This is what they mean by cutting policing costs
It's not a revelation that city police officers, rather than blanketing the downtown core in full armour in anticipation of weekend bar fights, will instead ticket brawlers under the nuisance bylaw. City council approved that bylaw two years ago, and fighting was clearly among the offences that couild get one ticketed (up there with blocking traffic and going to the bathroom on the sidewalk).
The idea of ticketing brawlers, rather than rounding them up and throwing them in "the tank" for the night, followed by criminal charges, will strike many as insufficient. We're quickly approaching the fifth anniversary of the May 18, 2008 downtown assault that left Ken Gottfried with permanent physical damage; in many ways, for Brockvillians, there has not been such a thing as an "ordinary" downtown fisticuff since that tragic incident.
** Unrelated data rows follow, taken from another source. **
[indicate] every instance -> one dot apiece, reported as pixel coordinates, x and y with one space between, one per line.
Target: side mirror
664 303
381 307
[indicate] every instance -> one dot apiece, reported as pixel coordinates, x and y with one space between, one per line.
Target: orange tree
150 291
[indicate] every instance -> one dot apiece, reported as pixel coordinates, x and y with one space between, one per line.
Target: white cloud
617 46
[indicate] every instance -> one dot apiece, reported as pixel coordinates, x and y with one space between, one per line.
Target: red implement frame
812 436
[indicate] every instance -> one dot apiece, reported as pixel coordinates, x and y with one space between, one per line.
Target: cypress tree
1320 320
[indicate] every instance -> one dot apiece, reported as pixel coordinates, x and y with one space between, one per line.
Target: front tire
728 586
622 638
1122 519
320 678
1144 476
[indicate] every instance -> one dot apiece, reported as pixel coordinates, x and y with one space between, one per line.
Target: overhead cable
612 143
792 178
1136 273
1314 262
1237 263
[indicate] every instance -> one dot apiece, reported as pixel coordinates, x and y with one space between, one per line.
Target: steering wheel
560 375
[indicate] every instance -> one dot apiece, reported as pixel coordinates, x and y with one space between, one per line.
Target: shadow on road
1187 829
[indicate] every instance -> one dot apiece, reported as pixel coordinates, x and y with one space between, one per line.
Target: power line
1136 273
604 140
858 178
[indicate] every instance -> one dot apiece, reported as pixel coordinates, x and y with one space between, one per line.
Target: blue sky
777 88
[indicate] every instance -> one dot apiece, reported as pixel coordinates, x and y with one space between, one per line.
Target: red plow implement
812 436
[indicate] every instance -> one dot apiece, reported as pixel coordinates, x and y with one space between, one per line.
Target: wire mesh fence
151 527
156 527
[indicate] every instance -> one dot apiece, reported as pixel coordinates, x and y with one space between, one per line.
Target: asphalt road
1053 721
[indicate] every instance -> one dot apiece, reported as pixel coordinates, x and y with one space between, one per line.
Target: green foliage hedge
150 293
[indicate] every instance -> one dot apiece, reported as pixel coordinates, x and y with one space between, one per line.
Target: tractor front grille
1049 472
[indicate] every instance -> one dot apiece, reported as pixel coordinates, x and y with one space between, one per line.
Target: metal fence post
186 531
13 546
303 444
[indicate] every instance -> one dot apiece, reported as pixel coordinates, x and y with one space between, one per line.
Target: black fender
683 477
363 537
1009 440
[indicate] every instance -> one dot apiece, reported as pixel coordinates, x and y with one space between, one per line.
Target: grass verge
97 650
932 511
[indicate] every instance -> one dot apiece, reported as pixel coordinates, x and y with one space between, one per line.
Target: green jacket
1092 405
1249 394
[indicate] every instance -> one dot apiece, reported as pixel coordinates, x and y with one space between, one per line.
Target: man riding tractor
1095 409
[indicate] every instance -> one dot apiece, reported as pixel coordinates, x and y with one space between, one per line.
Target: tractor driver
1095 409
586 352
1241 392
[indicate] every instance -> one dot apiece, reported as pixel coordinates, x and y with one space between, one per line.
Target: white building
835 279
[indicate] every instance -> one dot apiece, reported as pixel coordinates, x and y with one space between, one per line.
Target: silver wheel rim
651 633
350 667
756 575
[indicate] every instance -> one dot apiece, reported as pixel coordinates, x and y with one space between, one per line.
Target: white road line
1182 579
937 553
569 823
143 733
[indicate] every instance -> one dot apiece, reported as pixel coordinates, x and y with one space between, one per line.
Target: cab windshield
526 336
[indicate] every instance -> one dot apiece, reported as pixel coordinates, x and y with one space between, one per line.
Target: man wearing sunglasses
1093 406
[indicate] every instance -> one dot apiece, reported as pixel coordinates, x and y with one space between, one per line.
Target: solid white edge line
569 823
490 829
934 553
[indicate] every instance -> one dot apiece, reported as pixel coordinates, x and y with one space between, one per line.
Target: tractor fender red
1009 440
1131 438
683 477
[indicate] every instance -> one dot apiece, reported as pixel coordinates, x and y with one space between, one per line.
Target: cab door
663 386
But incidents such as the Gottfried case are, thankfully, very rare. While the result has tended to be assault charges, your average "bar fight" is not so much an assault, as in the Gottfried case, as a consensual fight between two combatants. (I am reminded of Jack Kirkland's description, fifteen years ago, of the Russel Hotel in Smiths Falls as "the arena of many a pugilistic endeavour on the part of young men trying to establish their manhood.")
We don't need these pugilistic endeavours, of course. But at a time when city police are being told, more intensely than ever and with an OPP costing hanging over their heads, to cut costs, we should not fault them for doing exactly that.
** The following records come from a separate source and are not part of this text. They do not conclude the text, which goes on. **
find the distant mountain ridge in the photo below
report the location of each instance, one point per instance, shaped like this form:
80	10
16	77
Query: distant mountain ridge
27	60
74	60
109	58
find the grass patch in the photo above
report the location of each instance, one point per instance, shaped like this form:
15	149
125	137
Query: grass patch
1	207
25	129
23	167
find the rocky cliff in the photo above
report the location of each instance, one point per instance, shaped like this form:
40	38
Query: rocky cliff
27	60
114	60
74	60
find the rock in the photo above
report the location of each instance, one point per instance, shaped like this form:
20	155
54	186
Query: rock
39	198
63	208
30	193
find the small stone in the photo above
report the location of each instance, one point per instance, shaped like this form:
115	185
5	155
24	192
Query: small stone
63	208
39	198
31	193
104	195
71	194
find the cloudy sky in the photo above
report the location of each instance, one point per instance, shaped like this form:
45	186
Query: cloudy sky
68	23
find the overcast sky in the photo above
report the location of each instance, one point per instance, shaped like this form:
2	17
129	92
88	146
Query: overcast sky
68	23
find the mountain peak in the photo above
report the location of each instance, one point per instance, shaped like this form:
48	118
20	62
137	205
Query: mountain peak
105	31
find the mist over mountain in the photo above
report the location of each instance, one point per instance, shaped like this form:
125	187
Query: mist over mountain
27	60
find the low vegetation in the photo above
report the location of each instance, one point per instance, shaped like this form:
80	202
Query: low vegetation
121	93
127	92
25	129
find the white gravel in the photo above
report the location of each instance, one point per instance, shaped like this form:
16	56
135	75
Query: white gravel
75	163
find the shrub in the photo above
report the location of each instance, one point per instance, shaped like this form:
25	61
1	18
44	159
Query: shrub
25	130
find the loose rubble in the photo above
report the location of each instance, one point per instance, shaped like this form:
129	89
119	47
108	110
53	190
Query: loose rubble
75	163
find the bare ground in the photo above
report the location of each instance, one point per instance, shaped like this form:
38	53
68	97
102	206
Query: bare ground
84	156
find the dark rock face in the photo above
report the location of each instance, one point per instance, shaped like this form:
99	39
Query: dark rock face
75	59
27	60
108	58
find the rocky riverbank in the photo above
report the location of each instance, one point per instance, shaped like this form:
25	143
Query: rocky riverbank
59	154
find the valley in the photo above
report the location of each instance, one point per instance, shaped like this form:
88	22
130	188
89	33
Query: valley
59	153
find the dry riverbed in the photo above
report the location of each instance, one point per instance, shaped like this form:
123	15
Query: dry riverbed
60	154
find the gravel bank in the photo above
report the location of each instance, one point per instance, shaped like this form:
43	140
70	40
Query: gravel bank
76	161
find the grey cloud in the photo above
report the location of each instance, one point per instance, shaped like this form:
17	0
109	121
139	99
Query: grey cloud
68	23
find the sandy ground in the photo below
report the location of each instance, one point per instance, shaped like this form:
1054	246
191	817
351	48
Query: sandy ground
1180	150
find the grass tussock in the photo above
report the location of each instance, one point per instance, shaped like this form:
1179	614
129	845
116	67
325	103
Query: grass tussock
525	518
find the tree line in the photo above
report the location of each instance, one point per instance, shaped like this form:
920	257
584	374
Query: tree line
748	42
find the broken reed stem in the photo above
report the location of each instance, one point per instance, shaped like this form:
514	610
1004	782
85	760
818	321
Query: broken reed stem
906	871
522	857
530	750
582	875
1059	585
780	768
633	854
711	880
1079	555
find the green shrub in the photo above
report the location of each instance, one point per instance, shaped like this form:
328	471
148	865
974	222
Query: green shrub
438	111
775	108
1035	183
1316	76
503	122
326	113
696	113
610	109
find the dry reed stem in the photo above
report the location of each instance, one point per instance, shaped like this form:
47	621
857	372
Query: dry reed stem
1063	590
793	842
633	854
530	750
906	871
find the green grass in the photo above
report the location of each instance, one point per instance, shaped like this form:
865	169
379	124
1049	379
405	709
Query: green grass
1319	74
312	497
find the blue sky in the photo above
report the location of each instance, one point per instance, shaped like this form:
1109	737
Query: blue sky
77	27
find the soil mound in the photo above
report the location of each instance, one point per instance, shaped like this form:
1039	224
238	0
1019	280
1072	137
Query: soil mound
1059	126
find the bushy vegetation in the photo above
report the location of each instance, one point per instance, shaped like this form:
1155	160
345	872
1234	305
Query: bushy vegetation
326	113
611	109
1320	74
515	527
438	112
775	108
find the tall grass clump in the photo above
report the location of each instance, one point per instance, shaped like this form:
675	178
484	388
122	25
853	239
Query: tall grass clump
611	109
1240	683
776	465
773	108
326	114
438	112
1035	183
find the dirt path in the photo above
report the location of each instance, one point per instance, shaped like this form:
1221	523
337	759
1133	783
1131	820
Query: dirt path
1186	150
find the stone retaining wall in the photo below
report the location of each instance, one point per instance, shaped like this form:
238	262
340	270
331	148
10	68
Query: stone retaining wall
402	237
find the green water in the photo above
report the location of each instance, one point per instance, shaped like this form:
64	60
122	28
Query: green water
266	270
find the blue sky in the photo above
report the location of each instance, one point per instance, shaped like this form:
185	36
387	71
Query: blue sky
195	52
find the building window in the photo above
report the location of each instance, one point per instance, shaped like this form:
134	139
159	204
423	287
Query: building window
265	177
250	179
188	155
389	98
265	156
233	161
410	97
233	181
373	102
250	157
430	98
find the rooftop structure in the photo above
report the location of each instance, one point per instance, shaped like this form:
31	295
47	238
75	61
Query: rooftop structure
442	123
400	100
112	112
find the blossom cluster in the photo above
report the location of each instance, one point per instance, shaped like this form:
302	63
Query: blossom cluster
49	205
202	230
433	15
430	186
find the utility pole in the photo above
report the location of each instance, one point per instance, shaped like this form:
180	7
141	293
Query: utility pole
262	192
Deploying additional manpower in the main core in anticipation of a brawl would result in the kinds of expenses that brought us to the OPP costing in the first place. And if we do go OPP, that kind of deployment will result in higher contract costs.
One would expect city police already are downtown at closing time. And the fight we are reporting in today's edition happened nowhere near closing time.
A ticket may not be enough to deter Brockville's brawlers for long. But it's a start, and the city's policing resources, like all other things, are finite.